Others said that because Lucas had gotten Moran through a potentially difficult period in his political career, it was time for him to move on to new challenges.

Lucas helped Sen. Hillary Rodham Clinton (D-N.Y.) win her senatorial bid in 2000 and worked on presidential hopeful Bill Bradley's Democratic primary campaign in Iowa. When Lucas was hired, Moran expected to face former Fairfax County Board of Supervisors chairman Katherine K. Hanley and Arlington County Board member Jay Fisette in the primary. Many politicians considered Moran vulnerable following controversies over his personal finances and an uproar over a comment he made at a peace vigil in Reston that American Jews were pushing the country toward war with Iraq.

"This is a different phase of the campaign we're entering now," said Michael Brown, who stepped in to replace Lucas on Monday. Brown has worked with the congressman off and on since 1990.

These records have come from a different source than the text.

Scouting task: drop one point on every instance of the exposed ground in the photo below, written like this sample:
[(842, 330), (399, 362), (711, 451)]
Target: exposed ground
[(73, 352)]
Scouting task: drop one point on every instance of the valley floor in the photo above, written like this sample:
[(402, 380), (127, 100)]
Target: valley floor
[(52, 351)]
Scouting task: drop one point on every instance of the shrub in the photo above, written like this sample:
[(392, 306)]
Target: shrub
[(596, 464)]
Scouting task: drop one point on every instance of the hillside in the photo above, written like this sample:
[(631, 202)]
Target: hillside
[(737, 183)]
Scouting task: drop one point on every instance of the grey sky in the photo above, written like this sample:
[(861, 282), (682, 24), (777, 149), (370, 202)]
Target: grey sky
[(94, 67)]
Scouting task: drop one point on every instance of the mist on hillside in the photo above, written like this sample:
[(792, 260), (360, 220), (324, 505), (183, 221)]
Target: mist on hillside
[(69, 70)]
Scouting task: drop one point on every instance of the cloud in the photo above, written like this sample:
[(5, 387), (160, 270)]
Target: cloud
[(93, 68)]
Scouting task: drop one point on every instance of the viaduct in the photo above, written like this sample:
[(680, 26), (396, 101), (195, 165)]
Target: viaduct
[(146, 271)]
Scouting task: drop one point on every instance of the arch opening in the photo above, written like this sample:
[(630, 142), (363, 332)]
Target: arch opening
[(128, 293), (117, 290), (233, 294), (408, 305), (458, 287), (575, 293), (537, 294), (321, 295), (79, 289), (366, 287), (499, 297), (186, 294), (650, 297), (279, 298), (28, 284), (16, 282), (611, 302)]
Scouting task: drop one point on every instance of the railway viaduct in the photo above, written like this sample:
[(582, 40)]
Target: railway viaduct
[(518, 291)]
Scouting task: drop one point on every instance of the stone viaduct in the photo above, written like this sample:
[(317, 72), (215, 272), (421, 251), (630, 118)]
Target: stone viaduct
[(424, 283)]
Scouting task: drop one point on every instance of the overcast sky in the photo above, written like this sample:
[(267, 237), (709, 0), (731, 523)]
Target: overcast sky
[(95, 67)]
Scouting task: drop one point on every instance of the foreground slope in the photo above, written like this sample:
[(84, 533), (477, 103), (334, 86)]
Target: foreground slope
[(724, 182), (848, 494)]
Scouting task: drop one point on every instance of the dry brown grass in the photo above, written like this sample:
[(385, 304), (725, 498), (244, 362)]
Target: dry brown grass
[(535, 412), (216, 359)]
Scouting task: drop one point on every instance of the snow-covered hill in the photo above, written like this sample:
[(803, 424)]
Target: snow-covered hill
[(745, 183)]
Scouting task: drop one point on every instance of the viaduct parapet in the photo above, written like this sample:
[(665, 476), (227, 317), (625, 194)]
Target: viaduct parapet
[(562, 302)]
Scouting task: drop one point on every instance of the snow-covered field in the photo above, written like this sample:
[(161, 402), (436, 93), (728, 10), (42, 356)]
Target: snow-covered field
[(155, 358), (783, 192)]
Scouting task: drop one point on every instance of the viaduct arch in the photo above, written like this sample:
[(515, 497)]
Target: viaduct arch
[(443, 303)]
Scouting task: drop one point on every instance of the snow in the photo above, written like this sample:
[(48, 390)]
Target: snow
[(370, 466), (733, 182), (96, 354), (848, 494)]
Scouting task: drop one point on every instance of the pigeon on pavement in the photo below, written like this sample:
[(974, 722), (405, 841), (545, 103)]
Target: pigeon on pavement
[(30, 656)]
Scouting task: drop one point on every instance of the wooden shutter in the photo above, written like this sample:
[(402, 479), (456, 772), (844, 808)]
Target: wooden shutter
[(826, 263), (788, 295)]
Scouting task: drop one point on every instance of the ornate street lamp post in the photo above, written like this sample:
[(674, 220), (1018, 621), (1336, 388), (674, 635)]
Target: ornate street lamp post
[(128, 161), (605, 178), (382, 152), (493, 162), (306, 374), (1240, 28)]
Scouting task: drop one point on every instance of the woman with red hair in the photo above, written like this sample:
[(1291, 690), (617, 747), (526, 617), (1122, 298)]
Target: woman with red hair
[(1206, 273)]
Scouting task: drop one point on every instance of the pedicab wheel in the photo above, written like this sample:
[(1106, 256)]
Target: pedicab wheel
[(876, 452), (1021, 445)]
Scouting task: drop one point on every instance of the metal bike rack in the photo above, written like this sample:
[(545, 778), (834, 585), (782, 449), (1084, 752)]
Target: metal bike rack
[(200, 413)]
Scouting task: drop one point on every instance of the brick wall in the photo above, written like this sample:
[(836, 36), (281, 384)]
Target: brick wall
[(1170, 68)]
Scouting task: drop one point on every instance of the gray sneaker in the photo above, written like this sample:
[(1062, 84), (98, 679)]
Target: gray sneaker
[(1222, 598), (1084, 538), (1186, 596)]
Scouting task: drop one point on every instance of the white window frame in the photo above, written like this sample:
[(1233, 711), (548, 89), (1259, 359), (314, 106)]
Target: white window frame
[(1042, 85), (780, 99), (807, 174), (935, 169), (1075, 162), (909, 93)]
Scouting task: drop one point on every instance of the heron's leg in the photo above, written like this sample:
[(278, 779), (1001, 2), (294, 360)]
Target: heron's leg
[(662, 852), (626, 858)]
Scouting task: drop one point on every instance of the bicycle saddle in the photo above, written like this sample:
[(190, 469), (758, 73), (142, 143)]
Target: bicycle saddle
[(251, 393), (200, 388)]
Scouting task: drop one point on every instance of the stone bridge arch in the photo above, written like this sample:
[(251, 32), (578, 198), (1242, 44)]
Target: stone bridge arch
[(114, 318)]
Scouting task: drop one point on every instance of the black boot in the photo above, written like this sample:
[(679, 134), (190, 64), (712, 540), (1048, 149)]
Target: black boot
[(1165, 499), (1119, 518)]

"Jim had never had a primary challenge before," Brown said. "Now the competition has shifted."

Both Hanley and Fisette dropped out, and Moran defeated Andrew Rosenberg, an Alexandria lawyer, 59 percent to 41 percent.

Moran and Lucas did not return phone calls to their cell phones Tuesday.

Several sources close to the congressman, who spoke on condition that they not be named, said that Moran and several advisers became frustrated with Lucas's style, which some felt didn't mesh with that of Moran's close-knit group of advisers.

Several said that Moran became furious at Lucas over what they described as a heated exchange with several Moran detractors on a campaign Web site message board.

"There were some bumps in the road that they just couldn't get over," said one source.

Lucas's resignation is the second defection from Moran's camp in several months. In June, just four days before the party primary, Alan Secrest, an Alexandria-based pollster, resigned from Moran's campaign and said the congressman had made an anti-Semitic reference during a private meeting with advisers.

Moran and others who were in the room with Secrest vehemently denied that Moran had made any such comment, and Secrest refused to elaborate.

Moran staffers said that they were focused on the general election against Republican Lisa Marie Cheney and that Lucas's resignation was not a sign that Moran was changing course or that his campaign was in trouble.

"We're concentrating on November 2," said Dan Steen, a longtime Moran friend and campaign director. "Dan served Jim well, and we're all focused on making sure that he can win in November."